Pool Store (PS): How to kill your algae not to clorinate, and turn off the SWG. Put in this algeciede ($, yes I got that part) and 48hrs until the algae dies. Vacuum and scrub and filter. THEN shock and cl. They said Cl and shock isn't good enough for mustard algae (which my wife thinks we have, but I doubt).

Here is what happened :shock: :
My wife listened to me and went overboard because "you cant overshock". She dumped 17 jugs of 6% bleach into my 2400kgal pool.
THAT is a big pool, 2400000 gallons! :shock: I think you have a typo here, I assume you mean 24kgal or 24000 gal. Assuming the normal 96 oz jug of 6% this would bring your FC to around 37-38 ppm which is around the bottom limit of effetiveness for killing Mustard with a CYA of 50. If you CYA is 100 as you reported below it is simply NOT high enough!

CL went up to about 5 for 4 hours and back down to zero.
To be expected if you have algae! You have to raise the FC AND KEEP IT THERE by adding more chlorine several times a day. It gets consumed very quickly killing algae!
CYA level ~50. Overcast day. Her response was, "I am done guessing. The pool store was right". She is now following their advice.
I work in a pool store and I do NOT feel they were right if they had you put copper algacide in with a SWG, which they did!
Current:
FC:0, TC:0,
To be expected if you are fighting algae of any kind!
CYA high at 100,

How did your CYA go from about 50 ppm (above) to 100 ppm?
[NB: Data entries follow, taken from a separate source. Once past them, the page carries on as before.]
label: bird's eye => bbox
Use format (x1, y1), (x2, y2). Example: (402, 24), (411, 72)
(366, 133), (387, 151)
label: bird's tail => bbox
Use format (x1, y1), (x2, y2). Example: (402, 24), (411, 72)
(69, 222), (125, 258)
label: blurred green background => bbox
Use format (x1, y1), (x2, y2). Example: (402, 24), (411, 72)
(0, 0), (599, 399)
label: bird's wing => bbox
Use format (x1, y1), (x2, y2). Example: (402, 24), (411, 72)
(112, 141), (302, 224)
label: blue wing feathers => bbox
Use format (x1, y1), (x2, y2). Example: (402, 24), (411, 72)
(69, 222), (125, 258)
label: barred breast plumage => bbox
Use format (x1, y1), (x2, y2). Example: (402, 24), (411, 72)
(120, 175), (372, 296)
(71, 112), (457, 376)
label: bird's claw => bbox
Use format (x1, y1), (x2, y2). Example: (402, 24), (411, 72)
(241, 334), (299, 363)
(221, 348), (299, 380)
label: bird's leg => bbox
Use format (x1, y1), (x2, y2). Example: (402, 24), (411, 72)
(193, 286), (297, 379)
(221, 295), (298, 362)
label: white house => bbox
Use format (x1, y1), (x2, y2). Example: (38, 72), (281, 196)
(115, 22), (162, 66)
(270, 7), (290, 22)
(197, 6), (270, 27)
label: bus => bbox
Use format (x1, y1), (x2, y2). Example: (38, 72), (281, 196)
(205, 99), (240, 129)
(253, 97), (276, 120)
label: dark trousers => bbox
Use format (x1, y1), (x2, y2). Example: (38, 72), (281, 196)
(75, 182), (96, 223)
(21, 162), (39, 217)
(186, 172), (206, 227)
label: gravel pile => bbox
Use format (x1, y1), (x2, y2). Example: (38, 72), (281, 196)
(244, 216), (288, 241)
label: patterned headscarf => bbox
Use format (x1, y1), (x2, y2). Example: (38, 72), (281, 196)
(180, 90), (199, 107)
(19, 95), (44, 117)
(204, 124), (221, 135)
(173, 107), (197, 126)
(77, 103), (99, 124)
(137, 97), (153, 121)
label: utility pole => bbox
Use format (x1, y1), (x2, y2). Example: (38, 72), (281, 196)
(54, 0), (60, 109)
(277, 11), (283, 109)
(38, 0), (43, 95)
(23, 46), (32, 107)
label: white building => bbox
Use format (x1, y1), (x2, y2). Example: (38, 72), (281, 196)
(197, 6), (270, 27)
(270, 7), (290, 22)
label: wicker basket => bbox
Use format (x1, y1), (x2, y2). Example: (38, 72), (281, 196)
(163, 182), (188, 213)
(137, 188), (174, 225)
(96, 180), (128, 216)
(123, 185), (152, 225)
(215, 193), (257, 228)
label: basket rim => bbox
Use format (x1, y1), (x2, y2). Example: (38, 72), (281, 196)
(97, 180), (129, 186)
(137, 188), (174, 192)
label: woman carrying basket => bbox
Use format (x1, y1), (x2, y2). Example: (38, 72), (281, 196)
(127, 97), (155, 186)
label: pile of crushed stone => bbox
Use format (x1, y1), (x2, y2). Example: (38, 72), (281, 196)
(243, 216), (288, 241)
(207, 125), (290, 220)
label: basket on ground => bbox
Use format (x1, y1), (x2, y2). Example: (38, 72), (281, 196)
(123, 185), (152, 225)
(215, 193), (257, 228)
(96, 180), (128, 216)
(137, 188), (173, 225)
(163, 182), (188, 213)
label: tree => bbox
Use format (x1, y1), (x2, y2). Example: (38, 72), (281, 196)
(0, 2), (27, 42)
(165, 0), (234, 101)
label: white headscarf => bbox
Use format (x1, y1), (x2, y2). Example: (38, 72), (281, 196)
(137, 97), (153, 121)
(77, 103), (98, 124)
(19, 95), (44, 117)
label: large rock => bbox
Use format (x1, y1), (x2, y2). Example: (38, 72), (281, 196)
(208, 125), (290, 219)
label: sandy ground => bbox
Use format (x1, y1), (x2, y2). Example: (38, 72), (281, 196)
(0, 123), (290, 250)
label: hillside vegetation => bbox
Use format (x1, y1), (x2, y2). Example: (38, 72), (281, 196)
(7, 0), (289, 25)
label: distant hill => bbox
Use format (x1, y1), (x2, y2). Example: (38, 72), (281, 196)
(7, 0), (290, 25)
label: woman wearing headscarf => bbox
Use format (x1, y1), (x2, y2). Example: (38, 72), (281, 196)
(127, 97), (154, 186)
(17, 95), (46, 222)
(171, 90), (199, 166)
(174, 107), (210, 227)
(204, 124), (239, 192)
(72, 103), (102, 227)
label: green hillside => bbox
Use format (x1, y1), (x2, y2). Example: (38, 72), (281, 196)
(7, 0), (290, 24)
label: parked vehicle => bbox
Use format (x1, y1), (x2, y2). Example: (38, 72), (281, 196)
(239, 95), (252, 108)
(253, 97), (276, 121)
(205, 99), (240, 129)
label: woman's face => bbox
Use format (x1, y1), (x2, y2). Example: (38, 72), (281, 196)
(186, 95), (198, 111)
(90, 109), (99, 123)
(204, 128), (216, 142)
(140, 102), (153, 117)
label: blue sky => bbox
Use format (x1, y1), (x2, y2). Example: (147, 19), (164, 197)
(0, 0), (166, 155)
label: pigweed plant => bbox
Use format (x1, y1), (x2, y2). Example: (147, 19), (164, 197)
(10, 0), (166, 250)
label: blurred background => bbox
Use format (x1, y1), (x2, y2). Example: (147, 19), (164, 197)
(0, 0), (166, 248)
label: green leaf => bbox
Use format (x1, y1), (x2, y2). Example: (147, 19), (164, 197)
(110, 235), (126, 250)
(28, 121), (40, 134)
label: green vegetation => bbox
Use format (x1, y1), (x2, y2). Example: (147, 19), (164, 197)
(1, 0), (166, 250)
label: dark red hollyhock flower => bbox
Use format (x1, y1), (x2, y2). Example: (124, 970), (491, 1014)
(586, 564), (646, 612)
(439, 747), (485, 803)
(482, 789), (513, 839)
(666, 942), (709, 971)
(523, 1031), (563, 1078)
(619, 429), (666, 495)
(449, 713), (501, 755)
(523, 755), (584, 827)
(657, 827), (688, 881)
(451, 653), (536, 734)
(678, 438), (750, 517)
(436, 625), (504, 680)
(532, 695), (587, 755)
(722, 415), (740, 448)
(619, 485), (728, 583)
There seems to be a testing problem here.
PH way high at 7.8 (liquid test = 7.8, strips hard to read but could be max at 8.2),
Alk 180
WAY too high for a SWG!!!! Your pH must be very hard to maintain!
, TH 100,
THIS test was done with a strip. It's really not a meaningful test. You want to test Calcium Hardness which can only be done with a drop test. If your pool is plaster or fiberglass this is too low.
salt at 2800 ppm
This might be ok on the low side or too low, depends on your brand of SWG.
StrikeOut algecide (7.41% copper) added.

Comments? Predictions? Warnings?
Main warning, with your very high TA and a SWG your pH will be very difficult to maintain and copper and high pH is a recipe for stains in your pool! Too late to do anything about the copper but I would get the TA down so it will be easier to make sure your pH does NOT climb above 7.8

Thanks in Advance,
Raymond McGill

Copper is the ONLY algaecide that actually kills algae BUT (and it's a BIG BUT) it can and will cause stains, particularly if you get a pH spike. Also copper is what causes green hair! :shock:

Pool stores recommend copper because it is as close to a 'magic bullet in a bottle' that we have. This is what most pool owners want. Testing and maintaining FC levels is just "too much work!" You pour it in and the algae dies, no worries until you see the stains and then you go back to the pool store for the stain removers (which don't work very well on copper stains, btw!)
Mustard requires VERY high FC levels that need to be maintained for a period of time to kill it. If CYA levels are high, as is often the case with SWGs, then the addition of Polyquat 60 can be useful to inhibit the algae growth while you maintain the FC. In extreme cases sodium bromide can be useful IF your SWG can be used with bromine, many cannot!